On Mon, Apr 7, 2025 at 9:08 PM Darrick J. Wong djwong@kernel.org wrote:
It's also the default policy on Debian 12 and RHEL9 that if you're logged into the GUI, any program can run:
$ truncate -s 3g /tmp/a $ mkfs.hfs /tmp/a $ <write evil stuff on /tmp/a> $ udisksctl loop-setup -f /tmp/a $ udisksctl mount -b /dev/loopX
and the user never sees a prompt. GNOME and KDE both display a notification when the mount finishes, but by then it could be too late. Someone should file a CVE against them too.
At least on SUSE orphaned and other problematic filesystem kernel modules are blacklisted.
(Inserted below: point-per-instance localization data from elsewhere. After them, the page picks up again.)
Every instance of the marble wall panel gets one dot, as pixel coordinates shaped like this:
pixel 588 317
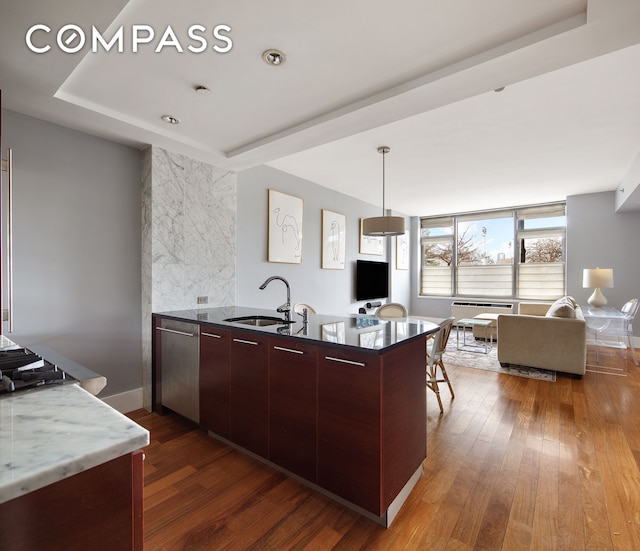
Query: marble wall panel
pixel 188 239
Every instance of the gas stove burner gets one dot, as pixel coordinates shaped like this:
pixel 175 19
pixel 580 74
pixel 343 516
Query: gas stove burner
pixel 21 369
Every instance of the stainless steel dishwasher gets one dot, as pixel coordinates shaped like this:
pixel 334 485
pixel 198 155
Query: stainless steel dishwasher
pixel 180 365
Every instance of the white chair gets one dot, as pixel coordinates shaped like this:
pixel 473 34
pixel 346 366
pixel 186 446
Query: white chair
pixel 436 345
pixel 391 310
pixel 630 310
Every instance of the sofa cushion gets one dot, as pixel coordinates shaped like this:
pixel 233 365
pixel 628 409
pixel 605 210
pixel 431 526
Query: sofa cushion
pixel 564 307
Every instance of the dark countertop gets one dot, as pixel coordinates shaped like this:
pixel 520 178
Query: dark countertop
pixel 358 330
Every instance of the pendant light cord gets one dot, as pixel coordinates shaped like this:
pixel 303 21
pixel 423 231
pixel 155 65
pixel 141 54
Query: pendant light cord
pixel 384 150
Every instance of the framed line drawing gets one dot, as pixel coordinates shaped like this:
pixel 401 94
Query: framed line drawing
pixel 333 240
pixel 402 252
pixel 370 244
pixel 285 228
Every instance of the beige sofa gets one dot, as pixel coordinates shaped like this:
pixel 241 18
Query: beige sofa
pixel 544 337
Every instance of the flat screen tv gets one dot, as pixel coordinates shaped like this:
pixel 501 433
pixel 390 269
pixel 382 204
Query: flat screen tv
pixel 372 279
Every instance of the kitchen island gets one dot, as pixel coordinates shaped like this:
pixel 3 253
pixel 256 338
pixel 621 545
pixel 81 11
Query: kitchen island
pixel 71 472
pixel 338 403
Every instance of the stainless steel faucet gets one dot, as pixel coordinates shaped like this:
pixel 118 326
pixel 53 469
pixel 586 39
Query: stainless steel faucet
pixel 286 307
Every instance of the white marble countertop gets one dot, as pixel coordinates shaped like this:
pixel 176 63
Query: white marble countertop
pixel 55 432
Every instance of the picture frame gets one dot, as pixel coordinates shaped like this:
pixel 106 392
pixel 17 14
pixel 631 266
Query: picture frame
pixel 334 231
pixel 285 228
pixel 402 252
pixel 370 244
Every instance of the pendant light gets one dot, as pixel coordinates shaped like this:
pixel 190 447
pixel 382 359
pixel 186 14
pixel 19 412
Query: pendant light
pixel 383 225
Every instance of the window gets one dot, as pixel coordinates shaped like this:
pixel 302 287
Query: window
pixel 481 264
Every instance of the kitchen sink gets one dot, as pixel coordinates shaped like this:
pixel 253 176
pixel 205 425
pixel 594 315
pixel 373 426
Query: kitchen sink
pixel 259 321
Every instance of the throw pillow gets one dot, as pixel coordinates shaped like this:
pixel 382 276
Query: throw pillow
pixel 562 308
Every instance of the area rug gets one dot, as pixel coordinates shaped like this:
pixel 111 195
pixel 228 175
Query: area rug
pixel 475 358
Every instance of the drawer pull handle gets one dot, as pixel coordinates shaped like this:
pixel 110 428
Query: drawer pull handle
pixel 245 342
pixel 331 358
pixel 288 350
pixel 175 332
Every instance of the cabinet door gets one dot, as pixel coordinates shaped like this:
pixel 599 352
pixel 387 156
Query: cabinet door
pixel 248 398
pixel 292 406
pixel 349 426
pixel 214 379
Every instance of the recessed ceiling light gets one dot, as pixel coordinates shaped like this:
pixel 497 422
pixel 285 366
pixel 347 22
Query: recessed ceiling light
pixel 273 57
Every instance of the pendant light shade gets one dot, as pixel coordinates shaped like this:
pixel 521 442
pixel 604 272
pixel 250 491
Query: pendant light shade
pixel 383 225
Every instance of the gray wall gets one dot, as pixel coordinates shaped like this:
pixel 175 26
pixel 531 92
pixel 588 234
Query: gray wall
pixel 77 247
pixel 328 291
pixel 597 236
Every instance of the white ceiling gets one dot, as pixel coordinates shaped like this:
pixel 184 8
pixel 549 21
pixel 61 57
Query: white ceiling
pixel 415 75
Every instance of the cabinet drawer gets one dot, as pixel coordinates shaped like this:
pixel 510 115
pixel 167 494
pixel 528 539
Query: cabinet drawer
pixel 292 406
pixel 214 379
pixel 349 426
pixel 248 391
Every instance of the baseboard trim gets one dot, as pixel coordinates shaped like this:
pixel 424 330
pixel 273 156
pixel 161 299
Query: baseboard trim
pixel 125 401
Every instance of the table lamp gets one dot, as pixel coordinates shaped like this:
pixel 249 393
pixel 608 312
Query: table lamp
pixel 596 279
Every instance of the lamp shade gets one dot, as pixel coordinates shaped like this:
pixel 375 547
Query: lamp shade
pixel 597 278
pixel 383 225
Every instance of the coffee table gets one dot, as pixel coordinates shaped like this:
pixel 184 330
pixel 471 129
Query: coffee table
pixel 470 323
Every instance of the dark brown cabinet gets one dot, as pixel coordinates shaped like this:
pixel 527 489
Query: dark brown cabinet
pixel 100 508
pixel 214 379
pixel 248 391
pixel 293 406
pixel 349 426
pixel 348 420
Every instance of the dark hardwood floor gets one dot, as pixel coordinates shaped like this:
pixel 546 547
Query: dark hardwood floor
pixel 512 464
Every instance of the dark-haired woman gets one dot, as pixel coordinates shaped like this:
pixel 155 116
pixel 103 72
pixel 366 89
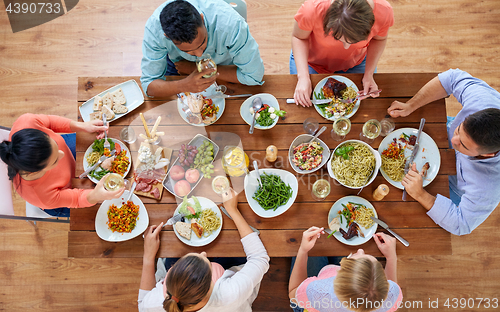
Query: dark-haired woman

I wonder why other distros didn't follow this approach.
You can tighten this up by doing this:
# cat > /usr/share/polkit-1/rules.d/always-ask-mount.rules << ENDL // don't allow mounting, reformatting, or loopdev creation without asking polkit.addRule(function(action, subject) { if ((action.id == "org.freedesktop.udisks2.loop-setup" || action.id == "org.freedesktop.udisks2.filesystem-mount" || action.id == "org.freedesktop.udisks2.modify-device") && subject.local == true) { return polkit.Result.AUTH_ADMIN_KEEP; } }); ENDL
Thanks for sharing this!
so at least you have to authenticate with an admin account. We do love our footguns, don't we? At least it doesn't let you do that if you're ssh'd in...
IMHO guestmount and other userspace filesystem implementations should be the default for such mounts.